Long before Barack Obama ran for president, Cecilia Munoz was on the front lines of the immigration debate. In 2000, she was named a MacArthur genius fellow for her work on civil rights and immigration. When Obama won the election in 2008, one of his first orders of business was persuading Munoz to join his White House staff. Those were the heady days when legislative change seemed possible, and an activist like Munoz could dream of achieving her goal from an office on the second floor of the West Wing.
It hasn’t turned out the way many Obama supporters hoped, and today Munoz is at the center of the controversy over the tens of thousands of Central American children illegally crossing into the United States from Mexico. House Republicans have pared the administration’s request for resources to cope with the influx from $3.7 billion to $659 million, while also ignoring the president’s plea for emergency funds as part of the request to fight wildfires in the West.
“The public expects policymakers to act,” Munoz told The Daily Beast. “How can they go home without attending to this or money for wildfires? August is wildfire time. How can they go home having not lifted a finger?”
Maybe there will be a last-minute breakthrough of the sort that’s typical of Congress, but this Congress appears uniquely incapable of finding its way out of this or any other impasse. Legislative ups and downs are not new to the 52-year-old Munoz. Passage of a bipartisan Senate bill last year made reform seem tantalizingly close. Then a string of missteps, some self-inflicted by the White House, dashed any hope the House might act.
Along the way, Munoz alienated some of her biggest allies in the reform movement. Frank Sharry, founder of America’s Voice, a leading liberal immigration advocacy group, says he still considers Munoz a friend, “but there’s a hiatus in our relationship. I’m on the black list, too critical of the White House.” Even so, he defends Munoz from the implication in a recent Washington Post piece that as the president’s point person on immigration, she was to blame for not alerting lawmakers about the mounting number of children arriving from Central America. Sharry blames a “diabolical marketing scheme” by smugglers that led to a sudden doubling of the numbers. “I’ll say this, it’s a lot easier to criticize administration policy than it is to make it,” he says.
Sharry recounts Obama telling pro-reform activists at a meeting when the Central American crisis first erupted, “My job as president is to send a deterrent message. We can’t accept them all. I’m going to do my job, and you may not like it.” Sharry didn’t like it but says of Obama, “At least he owned it.”

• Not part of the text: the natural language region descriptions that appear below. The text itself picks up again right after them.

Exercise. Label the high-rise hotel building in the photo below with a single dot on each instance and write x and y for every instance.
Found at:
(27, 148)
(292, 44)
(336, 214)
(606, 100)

Munoz didn’t say much during that meeting, but she backs the president in his determination to convince parents not to send their children on a dangerous journey that will likely end in their deportation. “It is terrifying to think of putting children in the hands of smugglers who are lying to them and saying once you get to the U.S. there’s free passage,” she says. There is a veneer of truth in smugglers telling families the permiso documents issued to immigrants will allow them to stay (they can stay until their court date, which can be months away). The entire legal process can take years in some cases. The answer, she says, is to streamline the process with additional judges, but that takes money Congress is so far not willing to allocate.
Munoz talks movingly about her visit to the Rio Grande, where all but one in a group of 13 and 14 year olds had come with smugglers. The lone exception was a 13-year-old boy from Honduras who had held onto the top of a train. Munoz also told of a young boy’s body found just west of McAllen, Texas. “The thing that keeps me up at night is making sure that we’re doing everything to protect them from making this dangerous journey,” she says.
Obama made a big bet in his first term that ramping up enforcement to record levels would bring Republicans on board for comprehensive reform. Now there’s no immigration reform, there’s a child humanitarian crisis, Republicans are further to the right, forgetting all the supposed lessons of the 2012 election about appealing to Latino voters, and Obama has a restive base asking, in Sharry’s words: “Does he want to go down as the Great Enforcer, or the Great Emancipator?”
The answer could come at summer’s end when Homeland Security Secretary Jeh Johnson gives Obama recommendations for executive action on immigration. Pro-reform activists are pushing for “big and bold,” using the Senate bill that passed more than a year ago with 68 votes as the template for issuing work permits to some 8 million people. It’s doubtful the cautious Obama would push the system that hard, but at this point it’s anybody’s guess.
With the House having voted to sue him for abusing his executive powers in delaying the employer mandate in the Affordable Care Act, he might just be tempted to give the GOP majority something to stew over. “Will he go that big? Doubtful,” says Sharry. “We’re asking big to see if we can get it.”
For Obama, and for Munoz too, this is about legacy. “She’s got a longevity with this issue, and it’s not just academic, it’s internal, it’s personal,” says Ben Johnson, executive director of the American Immigration Council. Without her, Johnson believes the administration’s enforcement arm would have come down harder. Asked how she gets through the long, crisis-filled days, with the attacks coming from longtime friends and allies, Munoz says there’s a big box of chocolates on the table next to her phone. Despite the disappointments, she’s confident of victory. “This (CIR) bill is going to pass and be signed into law—not if, it’s when,” she says. “It’s clearly going to pass and regardless of where I’m working that day, I will celebrate.”